Fears of a war between Ukraine and Russia on Monday sent shockwaves through global stock markets, with shares tumbling across Europe and Asia.
London’s FTSE 100 index, Tokyo’s Nikkei 225 and France’s CAC 40 indices were all down by more than 1 percent at 1pm GMT, after it emerged Sunday that Ukraine had mobilized for war and Russia’s President Vladimir Putin said he had the right to invade his neighbor.
Banking stocks were among the worst performers in Europe, due to concerns about some lenders’ exposure to the region, Reuters reported. Austria’s Raiffeisen slumped 6.4 percent while France’s Societe Generale fell 4.6 percent.

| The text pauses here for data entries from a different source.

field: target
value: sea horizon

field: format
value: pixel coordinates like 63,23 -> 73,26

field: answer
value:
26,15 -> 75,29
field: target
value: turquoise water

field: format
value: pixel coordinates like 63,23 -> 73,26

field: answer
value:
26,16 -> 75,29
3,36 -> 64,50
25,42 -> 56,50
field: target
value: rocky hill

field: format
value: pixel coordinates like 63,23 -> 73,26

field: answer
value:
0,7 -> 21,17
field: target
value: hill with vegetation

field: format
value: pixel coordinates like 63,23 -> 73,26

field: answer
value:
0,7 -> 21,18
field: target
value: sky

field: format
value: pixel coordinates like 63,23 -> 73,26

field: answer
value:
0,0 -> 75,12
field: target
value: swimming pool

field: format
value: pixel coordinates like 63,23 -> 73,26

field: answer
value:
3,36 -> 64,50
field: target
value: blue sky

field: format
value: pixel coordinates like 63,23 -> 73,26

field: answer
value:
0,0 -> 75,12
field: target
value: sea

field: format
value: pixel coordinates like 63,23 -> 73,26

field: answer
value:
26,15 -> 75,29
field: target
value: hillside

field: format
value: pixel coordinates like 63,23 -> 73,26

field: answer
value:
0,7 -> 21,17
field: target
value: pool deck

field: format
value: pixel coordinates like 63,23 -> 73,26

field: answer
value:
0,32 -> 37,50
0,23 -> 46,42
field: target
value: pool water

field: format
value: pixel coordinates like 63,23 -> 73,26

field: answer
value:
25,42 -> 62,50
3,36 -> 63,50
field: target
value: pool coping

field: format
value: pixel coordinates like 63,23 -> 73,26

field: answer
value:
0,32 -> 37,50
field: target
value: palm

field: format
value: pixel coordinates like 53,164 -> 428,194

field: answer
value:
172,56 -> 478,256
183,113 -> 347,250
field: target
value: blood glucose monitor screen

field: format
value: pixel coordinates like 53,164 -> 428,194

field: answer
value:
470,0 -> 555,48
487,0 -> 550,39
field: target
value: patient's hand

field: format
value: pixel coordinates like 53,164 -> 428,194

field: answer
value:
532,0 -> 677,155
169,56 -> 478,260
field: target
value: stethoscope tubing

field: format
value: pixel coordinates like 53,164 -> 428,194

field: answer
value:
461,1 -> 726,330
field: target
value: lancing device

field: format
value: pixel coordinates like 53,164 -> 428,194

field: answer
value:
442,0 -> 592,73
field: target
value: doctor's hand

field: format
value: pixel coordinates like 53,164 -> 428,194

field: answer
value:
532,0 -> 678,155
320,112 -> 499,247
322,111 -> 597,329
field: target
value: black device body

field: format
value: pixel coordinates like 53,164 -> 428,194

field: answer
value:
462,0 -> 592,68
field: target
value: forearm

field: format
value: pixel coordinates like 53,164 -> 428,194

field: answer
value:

Russia’s MICEX index tumbled 10 percent to 1,294 points at the opening of exchange trading on Monday, while the Russian central bank raised its key lending rate 1.5 percentage points after the rouble fell 2.5 percent to an all-time low against the dollar.
A senior official in Russia said the “hysteria” on the local markets would subside due to Central Bank interventions to support the rouble.
But Deputy Economy Minister Andrei Klepach told Reuters that Russia faces a period of strained ties with the European Union and the United States which will weigh on the economy.
“The wave of hysteria will pass, but it is difficult to say when,” Klepach said. “Anyway, what lies ahead of us is a period of more confrontation and difficulties. For us, that will mean more complicated relations with the European Union, the States, with all the resulting consequences.”
British Foreign Secretary William Hague warned that the turmoil in Ukraine represents the “biggest crisis” to face Europe this century, warning of “significant costs” if Russian troops did not withdraw from Ukraine’s Crimea territory.
Despite the gravity of the situation and reaction of the markets, some traders said they expect a speedy resolution to the crisis.
“It’s going to be scary for a week or two but from a geopolitical and economic point of view, I expect it will have blown over in a few weeks,” Andreas Clenow, hedge fund trader and principal at Zurich-based ACIES Asset Management, told Reuters.
Meanwhile, an International Monetary Fund (IMF) mission is set to start consultations in Ukraine on Tuesday, Reuters reported quoting an unnamed official at the central bank. The country says it needs about $35 billion in financial assistance over the next two years to avoid bankruptcy.